The average price for a gallon of regular unleaded gas in Hawaii was $3.84 Wednesday. That’s up from $3.81 a week ago, $3.72 a month ago, and $3.17 a year ago when prices were falling due to a drop in demand caused by tamped-down tourism and scores of people working from home amid the coronavirus health crisis.
California, which isn’t served by the Colonial Pipeline, had the nation’s highest average gas price at $4.11 a gallon.
Spring said California and Hawaii typically joust for the highest price often within
5 cents to 15 cents of each other.
In states hardest hit by the gas supply disruption, the price of gas was mainly up 10 cents to 20 cents from a week ago but still below the national average of $3 a gallon.
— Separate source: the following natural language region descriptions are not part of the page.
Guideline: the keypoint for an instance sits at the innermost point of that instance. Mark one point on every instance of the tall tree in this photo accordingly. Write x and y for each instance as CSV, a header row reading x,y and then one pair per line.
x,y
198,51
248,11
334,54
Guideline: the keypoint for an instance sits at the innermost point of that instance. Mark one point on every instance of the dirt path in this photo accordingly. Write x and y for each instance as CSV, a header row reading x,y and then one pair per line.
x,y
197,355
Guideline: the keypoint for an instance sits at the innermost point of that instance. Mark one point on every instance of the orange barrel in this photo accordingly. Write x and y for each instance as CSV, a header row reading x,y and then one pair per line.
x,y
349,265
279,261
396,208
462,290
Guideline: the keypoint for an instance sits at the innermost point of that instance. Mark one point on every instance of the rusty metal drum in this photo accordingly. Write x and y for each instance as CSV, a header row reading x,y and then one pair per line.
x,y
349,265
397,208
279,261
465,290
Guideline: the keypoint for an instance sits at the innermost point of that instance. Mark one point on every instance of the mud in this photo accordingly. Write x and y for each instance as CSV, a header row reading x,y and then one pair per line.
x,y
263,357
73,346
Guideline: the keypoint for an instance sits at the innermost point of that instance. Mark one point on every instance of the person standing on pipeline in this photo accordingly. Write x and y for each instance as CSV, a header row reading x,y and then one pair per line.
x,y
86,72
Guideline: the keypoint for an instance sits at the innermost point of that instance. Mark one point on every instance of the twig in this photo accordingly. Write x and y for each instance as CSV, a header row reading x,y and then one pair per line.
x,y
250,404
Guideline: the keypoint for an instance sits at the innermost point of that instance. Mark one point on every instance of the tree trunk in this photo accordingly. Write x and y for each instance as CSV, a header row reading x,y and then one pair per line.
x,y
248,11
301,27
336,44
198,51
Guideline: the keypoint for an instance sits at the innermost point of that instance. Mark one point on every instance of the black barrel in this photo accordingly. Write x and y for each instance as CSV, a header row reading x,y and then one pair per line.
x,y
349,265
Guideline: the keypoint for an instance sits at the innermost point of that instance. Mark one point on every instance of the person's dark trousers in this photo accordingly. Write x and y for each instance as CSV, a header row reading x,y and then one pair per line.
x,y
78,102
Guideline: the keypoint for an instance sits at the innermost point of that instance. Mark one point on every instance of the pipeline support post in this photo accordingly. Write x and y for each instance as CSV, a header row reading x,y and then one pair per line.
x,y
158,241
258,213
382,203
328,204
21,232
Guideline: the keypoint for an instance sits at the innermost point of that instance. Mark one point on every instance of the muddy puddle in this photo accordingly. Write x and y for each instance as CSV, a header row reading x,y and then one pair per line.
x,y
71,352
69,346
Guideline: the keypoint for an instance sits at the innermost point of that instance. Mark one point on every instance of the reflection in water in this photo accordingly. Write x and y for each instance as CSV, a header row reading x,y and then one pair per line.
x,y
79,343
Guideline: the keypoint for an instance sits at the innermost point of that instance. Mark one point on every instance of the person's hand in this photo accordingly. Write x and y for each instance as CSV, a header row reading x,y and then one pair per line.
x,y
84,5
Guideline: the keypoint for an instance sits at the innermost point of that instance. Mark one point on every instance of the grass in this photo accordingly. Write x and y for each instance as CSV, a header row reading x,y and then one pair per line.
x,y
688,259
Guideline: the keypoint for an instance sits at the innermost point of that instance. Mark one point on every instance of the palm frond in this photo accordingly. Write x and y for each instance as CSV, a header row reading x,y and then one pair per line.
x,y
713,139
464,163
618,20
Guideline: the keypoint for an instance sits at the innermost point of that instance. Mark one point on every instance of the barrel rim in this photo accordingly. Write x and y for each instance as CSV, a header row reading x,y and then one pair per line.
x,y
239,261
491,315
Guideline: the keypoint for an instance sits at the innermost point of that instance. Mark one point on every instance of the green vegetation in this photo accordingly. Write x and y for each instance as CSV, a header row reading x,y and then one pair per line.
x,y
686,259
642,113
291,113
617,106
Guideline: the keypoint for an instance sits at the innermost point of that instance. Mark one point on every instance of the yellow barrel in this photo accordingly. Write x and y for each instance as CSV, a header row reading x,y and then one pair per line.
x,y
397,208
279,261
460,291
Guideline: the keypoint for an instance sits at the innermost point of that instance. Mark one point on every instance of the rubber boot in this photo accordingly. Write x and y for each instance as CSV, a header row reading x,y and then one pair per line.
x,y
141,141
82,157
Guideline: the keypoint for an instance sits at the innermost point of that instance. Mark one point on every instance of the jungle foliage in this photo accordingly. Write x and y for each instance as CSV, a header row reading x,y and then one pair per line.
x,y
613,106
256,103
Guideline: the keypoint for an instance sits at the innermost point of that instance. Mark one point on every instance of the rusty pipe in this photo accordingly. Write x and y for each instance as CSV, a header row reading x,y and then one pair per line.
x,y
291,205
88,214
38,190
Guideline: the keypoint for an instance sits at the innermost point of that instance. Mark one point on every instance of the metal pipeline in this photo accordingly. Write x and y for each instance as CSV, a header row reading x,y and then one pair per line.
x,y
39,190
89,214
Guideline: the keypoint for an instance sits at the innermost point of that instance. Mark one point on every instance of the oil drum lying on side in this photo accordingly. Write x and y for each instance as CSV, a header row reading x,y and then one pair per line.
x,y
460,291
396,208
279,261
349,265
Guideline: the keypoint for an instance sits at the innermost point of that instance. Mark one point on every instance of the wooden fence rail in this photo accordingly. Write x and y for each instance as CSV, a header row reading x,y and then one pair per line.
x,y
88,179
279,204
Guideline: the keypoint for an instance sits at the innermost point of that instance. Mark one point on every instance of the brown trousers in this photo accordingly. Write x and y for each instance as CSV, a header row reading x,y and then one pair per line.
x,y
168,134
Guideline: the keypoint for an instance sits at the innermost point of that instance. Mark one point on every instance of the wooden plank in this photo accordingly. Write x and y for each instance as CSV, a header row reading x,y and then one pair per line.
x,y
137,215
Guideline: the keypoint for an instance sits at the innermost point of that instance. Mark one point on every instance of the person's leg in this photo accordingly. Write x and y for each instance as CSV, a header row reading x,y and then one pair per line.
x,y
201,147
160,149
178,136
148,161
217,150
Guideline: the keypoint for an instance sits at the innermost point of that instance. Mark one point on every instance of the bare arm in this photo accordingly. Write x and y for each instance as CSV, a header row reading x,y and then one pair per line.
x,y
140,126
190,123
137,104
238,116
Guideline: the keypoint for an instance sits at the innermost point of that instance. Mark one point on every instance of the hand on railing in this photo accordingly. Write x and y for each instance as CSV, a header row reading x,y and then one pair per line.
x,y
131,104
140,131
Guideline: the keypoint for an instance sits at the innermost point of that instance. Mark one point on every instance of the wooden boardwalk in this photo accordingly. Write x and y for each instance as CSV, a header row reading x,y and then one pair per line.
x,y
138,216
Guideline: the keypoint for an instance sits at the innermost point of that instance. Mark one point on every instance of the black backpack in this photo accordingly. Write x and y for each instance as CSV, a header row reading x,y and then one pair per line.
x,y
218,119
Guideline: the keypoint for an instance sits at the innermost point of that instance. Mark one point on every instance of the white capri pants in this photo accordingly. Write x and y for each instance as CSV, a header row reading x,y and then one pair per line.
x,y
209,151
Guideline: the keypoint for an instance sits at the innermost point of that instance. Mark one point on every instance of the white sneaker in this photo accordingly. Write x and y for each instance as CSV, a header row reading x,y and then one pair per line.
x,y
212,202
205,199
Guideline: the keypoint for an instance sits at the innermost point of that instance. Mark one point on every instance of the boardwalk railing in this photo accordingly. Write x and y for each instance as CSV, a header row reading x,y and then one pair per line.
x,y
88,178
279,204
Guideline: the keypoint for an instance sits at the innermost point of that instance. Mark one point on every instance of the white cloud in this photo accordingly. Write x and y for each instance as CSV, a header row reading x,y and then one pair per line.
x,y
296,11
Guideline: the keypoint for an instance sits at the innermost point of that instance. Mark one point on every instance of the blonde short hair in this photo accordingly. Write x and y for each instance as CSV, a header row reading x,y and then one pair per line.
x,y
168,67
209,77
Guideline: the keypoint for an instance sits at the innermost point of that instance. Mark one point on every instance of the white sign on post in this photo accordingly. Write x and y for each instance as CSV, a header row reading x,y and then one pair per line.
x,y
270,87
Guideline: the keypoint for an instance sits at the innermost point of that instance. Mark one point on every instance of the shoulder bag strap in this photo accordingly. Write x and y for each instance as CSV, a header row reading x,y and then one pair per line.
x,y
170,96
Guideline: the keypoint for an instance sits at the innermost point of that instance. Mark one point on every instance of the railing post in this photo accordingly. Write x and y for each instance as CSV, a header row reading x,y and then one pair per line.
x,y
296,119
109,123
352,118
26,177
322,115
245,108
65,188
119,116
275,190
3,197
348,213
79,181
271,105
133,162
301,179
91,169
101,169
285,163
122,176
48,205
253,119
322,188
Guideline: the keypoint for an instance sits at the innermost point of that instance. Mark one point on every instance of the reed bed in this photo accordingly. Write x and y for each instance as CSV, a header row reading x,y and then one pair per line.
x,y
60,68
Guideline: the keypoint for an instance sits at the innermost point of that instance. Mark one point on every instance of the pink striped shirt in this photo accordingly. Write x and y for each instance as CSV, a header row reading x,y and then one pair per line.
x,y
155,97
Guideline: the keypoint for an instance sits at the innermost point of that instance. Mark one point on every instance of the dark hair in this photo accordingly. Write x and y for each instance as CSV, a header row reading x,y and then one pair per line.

Patrick De Haan, head of petroleum analysis for gas price comparison service firm GasBuddy, said retail gas outages Wednesday were the greatest in North Carolina, where 68% of stations were out of gas. The average price there was $2.85, up from $2.69 a week earlier.
Next hardest hit, according to De Haan, was Virginia where 49% of stations were out of gas. The average price there was $2.87, up from $2.74 a week earlier.
Other states with heavy impacts included Georgia and South Carolina with 45% of stations depleted.
In Florida, where GasBuddy reported 14% of gas stations had no gas, the
average price was $2.89, just 2 cents more than a week earlier.